The Real Cost of Masking at Work
Every day, millions of neurodivergent professionals wake up and put on an invisible mask. They rehearse small talk for the elevator. They rewrite emails to sound warmer. They laugh at jokes they do not find funny. This is masking, and it comes at a staggering cost that most workplaces never see.
What Is Masking
Masking is the conscious or unconscious suppression of natural behaviours and communication patterns to conform to neurotypical social expectations. For autistic, ADHD, and other neurodivergent individuals, masking is not a choice made from preference. It is a survival strategy learned through years of social feedback that their authentic selves are not acceptable.
The Energy Tax
• Masking uses the same cognitive resources needed for problem-solving, creativity, and focus
• Studies suggest that neurodivergent individuals who mask heavily report significantly higher rates of burnout
• The mental load of constant self-monitoring leaves less capacity for actual work output
• By Friday afternoon, many maskers are running on empty with nothing left for personal life
The Workplace Impact
Masking does not just hurt the individual. It hurts the organisation.
• Innovation suffers because people filter their ideas through a layer of social acceptability before speaking
• Feedback loops break down when people say what they think others want to hear instead of what is true
• Retention drops because masking is unsustainable and talented people eventually leave for environments where they can be themselves
• Psychological safety becomes impossible when a significant portion of the team is performing rather than participating
Breaking the Cycle
The solution is not asking neurodivergent employees to mask better. It is building environments where masking is unnecessary.

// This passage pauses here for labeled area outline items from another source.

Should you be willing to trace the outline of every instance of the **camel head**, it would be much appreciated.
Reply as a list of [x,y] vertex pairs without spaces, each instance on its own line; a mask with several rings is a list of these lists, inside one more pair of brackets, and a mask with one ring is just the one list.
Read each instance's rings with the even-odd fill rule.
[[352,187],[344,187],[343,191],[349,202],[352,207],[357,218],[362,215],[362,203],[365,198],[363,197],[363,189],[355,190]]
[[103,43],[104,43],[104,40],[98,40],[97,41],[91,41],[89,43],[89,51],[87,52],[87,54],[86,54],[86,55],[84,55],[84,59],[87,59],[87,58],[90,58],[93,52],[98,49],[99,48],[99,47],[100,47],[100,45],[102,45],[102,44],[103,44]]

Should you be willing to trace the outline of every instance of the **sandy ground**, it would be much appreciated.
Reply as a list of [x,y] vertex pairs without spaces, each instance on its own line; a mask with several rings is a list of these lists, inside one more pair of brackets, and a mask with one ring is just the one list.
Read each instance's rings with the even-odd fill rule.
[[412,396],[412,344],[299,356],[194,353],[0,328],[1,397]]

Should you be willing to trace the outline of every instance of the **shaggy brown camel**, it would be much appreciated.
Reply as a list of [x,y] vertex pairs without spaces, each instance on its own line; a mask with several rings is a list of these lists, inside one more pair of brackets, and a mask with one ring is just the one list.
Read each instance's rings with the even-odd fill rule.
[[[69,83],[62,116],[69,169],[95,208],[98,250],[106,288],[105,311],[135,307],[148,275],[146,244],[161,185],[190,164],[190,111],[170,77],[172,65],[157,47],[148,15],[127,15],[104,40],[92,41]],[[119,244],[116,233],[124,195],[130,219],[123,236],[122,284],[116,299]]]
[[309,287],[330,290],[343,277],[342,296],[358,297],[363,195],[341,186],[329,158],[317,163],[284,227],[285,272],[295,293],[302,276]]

• Make communication preferences explicit through tools like Communication DNA profiles
• Normalise different interaction styles by talking about them openly during onboarding
• Train managers to recognise and value diverse communication rather than enforcing a single standard
• Offer asynchronous communication options for people who think and express themselves better in writing
• Let people share how they communicate on their own terms with profiles that act as a personal user manual
The Return on Authenticity
When people stop spending energy on translation and start spending it on contribution, the results are measurable. Teams get honest feedback sooner. Problems surface before they become crises. And people stay longer because they feel valued for who they actually are, not who they pretend to be.
The real cost of masking is not just burnout. It is all the brilliance your organisation never gets to see.